For 14 years, Common Sense Media has been trying to get Congress to update the one federal law that protects children's privacy online: the Children's Online Privacy Protection Act (COPPA). We have fought to extend COPPA's protections to teenagers, since it only covers kids under age 13 today, and to ban targeted advertising that pushes unwanted products on kids. Congress has been a tough place to pass anything when it comes to kids and tech.
Our privacy advocacy began during the rise of the smartphone and mobile technology. And it has continued into a new age of biometrics, virtual reality, and the rise of AI. Children are living in a world of constantly increasing surveillance and data collection, and the stakes could not be higher.

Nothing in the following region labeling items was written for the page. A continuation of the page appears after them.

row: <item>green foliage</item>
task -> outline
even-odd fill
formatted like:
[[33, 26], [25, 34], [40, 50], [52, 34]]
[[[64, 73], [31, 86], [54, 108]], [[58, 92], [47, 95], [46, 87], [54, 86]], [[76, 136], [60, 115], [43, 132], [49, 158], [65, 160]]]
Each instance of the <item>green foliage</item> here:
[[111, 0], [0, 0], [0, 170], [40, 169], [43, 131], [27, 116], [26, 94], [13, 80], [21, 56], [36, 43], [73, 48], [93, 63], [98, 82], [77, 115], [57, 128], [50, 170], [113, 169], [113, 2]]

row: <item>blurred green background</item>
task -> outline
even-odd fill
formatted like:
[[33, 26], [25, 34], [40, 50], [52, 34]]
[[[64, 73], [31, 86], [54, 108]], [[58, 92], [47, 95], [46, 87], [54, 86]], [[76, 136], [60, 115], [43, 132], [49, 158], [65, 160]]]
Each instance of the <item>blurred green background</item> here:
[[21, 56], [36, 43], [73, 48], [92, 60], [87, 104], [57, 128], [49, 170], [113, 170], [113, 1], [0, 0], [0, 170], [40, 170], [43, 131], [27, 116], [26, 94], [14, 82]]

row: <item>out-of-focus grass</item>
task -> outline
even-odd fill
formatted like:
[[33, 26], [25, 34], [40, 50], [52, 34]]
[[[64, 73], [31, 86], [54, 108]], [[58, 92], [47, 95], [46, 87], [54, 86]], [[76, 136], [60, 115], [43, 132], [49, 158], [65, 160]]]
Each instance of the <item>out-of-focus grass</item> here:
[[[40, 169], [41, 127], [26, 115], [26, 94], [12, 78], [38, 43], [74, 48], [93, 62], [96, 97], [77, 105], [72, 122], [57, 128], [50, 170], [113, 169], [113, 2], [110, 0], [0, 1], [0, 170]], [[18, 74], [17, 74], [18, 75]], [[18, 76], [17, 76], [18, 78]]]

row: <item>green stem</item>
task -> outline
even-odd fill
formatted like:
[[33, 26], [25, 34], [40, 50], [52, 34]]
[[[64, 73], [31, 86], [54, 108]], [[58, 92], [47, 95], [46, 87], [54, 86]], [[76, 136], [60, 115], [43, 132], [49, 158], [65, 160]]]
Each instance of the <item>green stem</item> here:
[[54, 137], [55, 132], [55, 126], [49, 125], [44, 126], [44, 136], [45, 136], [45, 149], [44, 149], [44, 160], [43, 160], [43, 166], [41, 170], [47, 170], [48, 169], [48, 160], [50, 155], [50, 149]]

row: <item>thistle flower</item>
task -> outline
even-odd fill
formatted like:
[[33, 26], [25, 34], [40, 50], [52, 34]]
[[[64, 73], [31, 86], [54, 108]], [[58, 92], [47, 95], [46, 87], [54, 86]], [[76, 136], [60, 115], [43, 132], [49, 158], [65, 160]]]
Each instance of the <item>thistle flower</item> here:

We have been working alongside champions like Senator Ed Markey (D-MA), who passed COPPA into law in 1998 and introduced his first effort to update it, called the Do Not Track Kids Act, in 2011. He reintroduced it, or a version of it, every two years, and we supported him every time. It was lonely work. You can see our 2012 call to action, our 2013 blog post, and our 2019 call to action. We filed comments with the executive branch (2014 NTIA comments) asking for privacy for teens and more protections against targeted advertising. And we've filed many comments since then. We testified before Congress twice (2021 testimony one and two), always asking for updates to this foundational law. In the interim, while Congress did nothing, we turned to the states—playing the lead role in taking ideas from COPPA updates and getting them turned into laws such as California's Eraser Button (2013), the California Consumer Privacy Act (CCPA) of 2018, the Maryland Online Data Privacy Act (2024), and the New York Child Data Protection Act (2024).

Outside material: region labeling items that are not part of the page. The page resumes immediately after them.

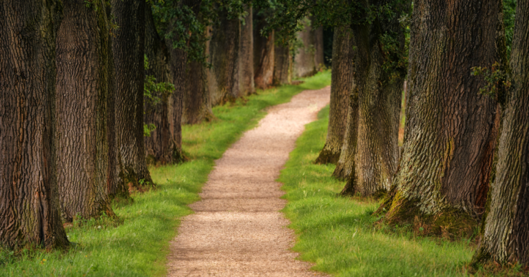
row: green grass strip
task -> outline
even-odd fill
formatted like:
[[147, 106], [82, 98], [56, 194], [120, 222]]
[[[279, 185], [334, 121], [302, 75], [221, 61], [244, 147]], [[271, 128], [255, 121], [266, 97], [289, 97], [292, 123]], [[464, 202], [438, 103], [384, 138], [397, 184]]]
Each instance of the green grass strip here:
[[199, 200], [214, 160], [256, 126], [267, 107], [287, 102], [304, 90], [330, 84], [326, 72], [305, 79], [300, 85], [285, 85], [258, 92], [213, 109], [217, 119], [184, 126], [183, 150], [191, 161], [178, 165], [151, 167], [155, 191], [134, 196], [132, 205], [114, 204], [123, 224], [90, 220], [68, 231], [76, 245], [68, 252], [0, 250], [0, 276], [145, 276], [166, 274], [169, 243], [176, 235], [187, 207]]
[[373, 225], [377, 202], [338, 196], [344, 183], [331, 177], [335, 166], [313, 163], [325, 142], [328, 107], [318, 119], [306, 126], [278, 180], [301, 258], [337, 276], [464, 276], [470, 242], [416, 237], [406, 227], [388, 232]]

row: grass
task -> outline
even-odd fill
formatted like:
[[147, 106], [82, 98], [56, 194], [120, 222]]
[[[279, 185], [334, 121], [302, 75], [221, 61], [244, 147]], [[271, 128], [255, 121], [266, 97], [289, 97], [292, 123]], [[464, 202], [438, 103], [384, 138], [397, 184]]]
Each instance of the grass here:
[[307, 125], [279, 178], [301, 259], [337, 276], [466, 275], [473, 242], [417, 237], [409, 227], [390, 230], [374, 224], [377, 201], [338, 196], [344, 183], [331, 177], [335, 166], [313, 163], [325, 142], [329, 107], [318, 119]]
[[158, 188], [134, 196], [132, 204], [114, 203], [116, 223], [103, 216], [78, 221], [68, 229], [76, 243], [66, 252], [0, 249], [0, 276], [146, 276], [166, 274], [169, 240], [180, 218], [191, 213], [187, 205], [199, 199], [214, 160], [254, 127], [263, 109], [285, 103], [304, 90], [330, 83], [330, 72], [213, 109], [217, 119], [184, 126], [183, 150], [190, 158], [178, 165], [151, 167]]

Ever since we started to advocate for children's privacy, concerns about this issue have grown across almost every corner of the country. Sen. Markey has co-authored his COPPA update bills with Republicans every time, including Sen. Cassidy (R-LA) this year. And he has worked in both the House and the Senate on the same issues. In 2022, the bill passed a key committee, the Senate Commerce Committee, but then nothing else happened.
Until now.
In 2010, we called COPPA "woefully out of date." On July 30, 2024, the U.S. Senate finally approved COPPA 2.0 as part of a larger bill that also addresses one of our other top priorities, social media health and safety for kids and teens. Congress is now the closest it has been in 25 years to finally updating privacy laws for kids. The next step is to get the U.S. House of Representatives to agree with what the Senate did this summer. We haven't rested over the past 14 years—and we won't until this job is done.
This story is a lesson in how hard it can be to get Congress to do the right thing. It's also a testament to our commitment to sticking with our mission to ensure a healthier digital world for all kids. The wait has been long and hard, and Congress's refusal to act has been inexcusable. But we are confident that the wait and the work will be worth it.